Harmony Rose-Bremner, who was cast in The Years in 2024, agrees. “Self-consciousness and self-doubt go against everything you’re attempting to do – which is to be liberated, let go, completely lose yourself in the role. The issue is, ‘Can I make space in my mind to permit the character in?’” In The Years, as one of five actors all acting as the same woman in different stages of her life, she was delighted yet felt overwhelmed. “I’ve been raised doing theatre. It was always my safe space. I didn’t ever think I’d ever feel performance anxiety.”

‘Like your breath is being pulled away’ … Harmony Rose-Bremner, right, with the cast of The Years.

She recollects the night of the opening try-out. “I actually didn’t know if I could continue,” she says. “It was the first time I’d experienced like that.” She coped, but felt overwhelmed in the very first opening scene. “We were all motionless, just talking into the dark. We weren’t looking at one other so we didn’t have each other to interact with. There were just the dialogue that I’d rehearsed so many times, approaching me. I had the classic symptoms that I’d had in minor form before – but never to this level. The experience of not being able to breathe properly, like your breath is being drawn out with a emptiness in your chest. There is no anchor to grasp.” It is worsened by the feeling of not wanting to fail other actors down: “I felt the obligation to the entire cast. I thought, ‘Can I endure this enormous thing?’”

Zachary Hart attributes insecurity for causing his performance anxiety. A spinal condition prevented his hopes to be a footballer, and he was working as a machine operator when a companion enrolled to drama school on his behalf and he enrolled. “Performing in front of people was totally unfamiliar to me, so at training I would wait until the end every time we did something. I persevered because it was pure escapism – and was superior than manual labor. I was going to do my best to conquer the fear.”
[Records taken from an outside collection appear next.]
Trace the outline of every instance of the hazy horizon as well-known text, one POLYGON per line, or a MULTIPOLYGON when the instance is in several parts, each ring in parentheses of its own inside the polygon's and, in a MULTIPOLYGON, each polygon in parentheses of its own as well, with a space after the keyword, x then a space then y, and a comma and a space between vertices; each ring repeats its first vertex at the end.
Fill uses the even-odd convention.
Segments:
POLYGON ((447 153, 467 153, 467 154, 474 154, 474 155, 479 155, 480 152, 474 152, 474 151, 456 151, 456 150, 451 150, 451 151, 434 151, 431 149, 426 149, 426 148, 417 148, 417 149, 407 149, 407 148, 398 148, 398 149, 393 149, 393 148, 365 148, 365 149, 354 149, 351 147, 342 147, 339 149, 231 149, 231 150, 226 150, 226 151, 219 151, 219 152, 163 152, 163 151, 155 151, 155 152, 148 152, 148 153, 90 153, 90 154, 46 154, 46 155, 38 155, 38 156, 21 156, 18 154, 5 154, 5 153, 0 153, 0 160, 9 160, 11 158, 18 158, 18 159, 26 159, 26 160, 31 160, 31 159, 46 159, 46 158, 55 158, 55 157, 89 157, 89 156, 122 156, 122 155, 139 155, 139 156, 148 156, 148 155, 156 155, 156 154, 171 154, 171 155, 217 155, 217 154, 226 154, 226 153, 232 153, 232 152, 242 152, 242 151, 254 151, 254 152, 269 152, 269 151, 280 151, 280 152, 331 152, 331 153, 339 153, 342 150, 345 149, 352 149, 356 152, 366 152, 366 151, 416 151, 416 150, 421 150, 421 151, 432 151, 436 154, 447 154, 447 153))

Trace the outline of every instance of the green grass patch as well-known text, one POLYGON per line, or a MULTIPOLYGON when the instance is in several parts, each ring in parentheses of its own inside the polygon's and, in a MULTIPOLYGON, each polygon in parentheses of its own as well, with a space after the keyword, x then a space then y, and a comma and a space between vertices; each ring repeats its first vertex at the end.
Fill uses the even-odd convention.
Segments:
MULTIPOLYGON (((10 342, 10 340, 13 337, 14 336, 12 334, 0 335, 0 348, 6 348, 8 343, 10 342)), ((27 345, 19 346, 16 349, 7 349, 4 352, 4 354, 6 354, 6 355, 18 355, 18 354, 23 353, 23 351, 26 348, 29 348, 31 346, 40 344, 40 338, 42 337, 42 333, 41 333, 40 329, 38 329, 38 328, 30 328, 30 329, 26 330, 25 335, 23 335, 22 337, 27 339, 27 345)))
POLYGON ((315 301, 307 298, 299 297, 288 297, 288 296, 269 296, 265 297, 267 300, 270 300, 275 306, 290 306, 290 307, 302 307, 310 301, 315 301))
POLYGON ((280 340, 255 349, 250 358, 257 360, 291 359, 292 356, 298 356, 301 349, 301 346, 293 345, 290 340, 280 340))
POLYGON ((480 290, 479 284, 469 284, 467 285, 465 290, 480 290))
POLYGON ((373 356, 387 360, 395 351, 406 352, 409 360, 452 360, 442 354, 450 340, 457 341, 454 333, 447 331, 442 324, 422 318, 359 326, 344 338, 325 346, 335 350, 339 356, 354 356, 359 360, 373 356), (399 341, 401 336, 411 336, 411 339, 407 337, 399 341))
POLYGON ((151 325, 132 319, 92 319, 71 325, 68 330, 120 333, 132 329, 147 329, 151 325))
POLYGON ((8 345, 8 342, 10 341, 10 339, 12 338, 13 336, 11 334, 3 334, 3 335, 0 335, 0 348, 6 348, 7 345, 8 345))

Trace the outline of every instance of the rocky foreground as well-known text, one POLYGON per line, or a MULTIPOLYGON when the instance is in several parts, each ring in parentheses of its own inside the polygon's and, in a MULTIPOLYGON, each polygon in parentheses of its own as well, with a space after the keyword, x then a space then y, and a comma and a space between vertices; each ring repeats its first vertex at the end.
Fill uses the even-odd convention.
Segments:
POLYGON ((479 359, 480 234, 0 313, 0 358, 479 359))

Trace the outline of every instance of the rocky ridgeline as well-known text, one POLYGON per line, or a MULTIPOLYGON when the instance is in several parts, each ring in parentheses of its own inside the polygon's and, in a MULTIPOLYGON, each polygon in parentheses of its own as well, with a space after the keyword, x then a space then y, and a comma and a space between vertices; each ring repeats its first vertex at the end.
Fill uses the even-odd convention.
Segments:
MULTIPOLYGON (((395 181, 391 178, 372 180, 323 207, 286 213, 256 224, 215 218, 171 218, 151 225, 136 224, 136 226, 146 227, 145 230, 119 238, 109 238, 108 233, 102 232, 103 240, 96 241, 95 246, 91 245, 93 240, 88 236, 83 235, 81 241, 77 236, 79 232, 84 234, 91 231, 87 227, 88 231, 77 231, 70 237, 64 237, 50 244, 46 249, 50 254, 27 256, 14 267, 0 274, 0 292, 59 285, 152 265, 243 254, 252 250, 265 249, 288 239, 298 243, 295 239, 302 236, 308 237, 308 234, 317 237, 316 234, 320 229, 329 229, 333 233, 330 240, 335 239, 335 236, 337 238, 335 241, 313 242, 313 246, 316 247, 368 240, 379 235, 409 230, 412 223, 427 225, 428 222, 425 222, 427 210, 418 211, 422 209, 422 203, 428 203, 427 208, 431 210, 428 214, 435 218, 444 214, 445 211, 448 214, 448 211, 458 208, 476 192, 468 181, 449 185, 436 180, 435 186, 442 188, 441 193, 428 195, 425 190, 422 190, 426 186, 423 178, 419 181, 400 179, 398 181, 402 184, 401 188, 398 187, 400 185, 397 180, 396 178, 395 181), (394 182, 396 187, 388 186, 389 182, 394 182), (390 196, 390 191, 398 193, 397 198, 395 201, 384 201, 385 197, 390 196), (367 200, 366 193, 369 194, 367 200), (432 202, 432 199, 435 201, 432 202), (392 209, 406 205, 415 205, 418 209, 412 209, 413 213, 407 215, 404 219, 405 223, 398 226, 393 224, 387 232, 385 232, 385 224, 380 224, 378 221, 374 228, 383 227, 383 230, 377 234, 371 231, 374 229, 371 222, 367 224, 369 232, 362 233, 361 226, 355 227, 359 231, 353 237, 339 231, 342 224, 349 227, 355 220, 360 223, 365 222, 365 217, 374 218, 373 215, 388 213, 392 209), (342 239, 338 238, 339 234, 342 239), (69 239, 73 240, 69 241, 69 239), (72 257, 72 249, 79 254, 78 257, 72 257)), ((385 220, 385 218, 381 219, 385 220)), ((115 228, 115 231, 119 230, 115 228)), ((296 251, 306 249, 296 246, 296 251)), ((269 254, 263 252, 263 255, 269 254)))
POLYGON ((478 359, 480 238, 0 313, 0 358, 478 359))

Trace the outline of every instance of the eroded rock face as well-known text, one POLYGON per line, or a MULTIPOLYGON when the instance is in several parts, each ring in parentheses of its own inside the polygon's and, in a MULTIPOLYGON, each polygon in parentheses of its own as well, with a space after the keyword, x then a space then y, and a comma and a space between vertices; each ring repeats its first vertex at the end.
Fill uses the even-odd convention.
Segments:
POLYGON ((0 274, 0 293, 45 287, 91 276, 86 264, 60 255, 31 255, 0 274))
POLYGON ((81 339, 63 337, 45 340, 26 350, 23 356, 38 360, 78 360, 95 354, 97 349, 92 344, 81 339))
His debut acting job was in Nicholas Hytner’s Julius Caesar at the Bridge theatre. When the cast were notified the production would be filmed for NT Live, he was “terrified”. A long time later, in the opening try-out of The Constituent, in which he was selected alongside James Corden and Anna Maxwell-Martin, he spoke his opening line. “I listened to my tone – with its distinct Black Country accent – and {looked

Charles Quinn
Charles Quinn

A passionate home organizer and DIY enthusiast with over a decade of experience in creating functional and stylish spaces.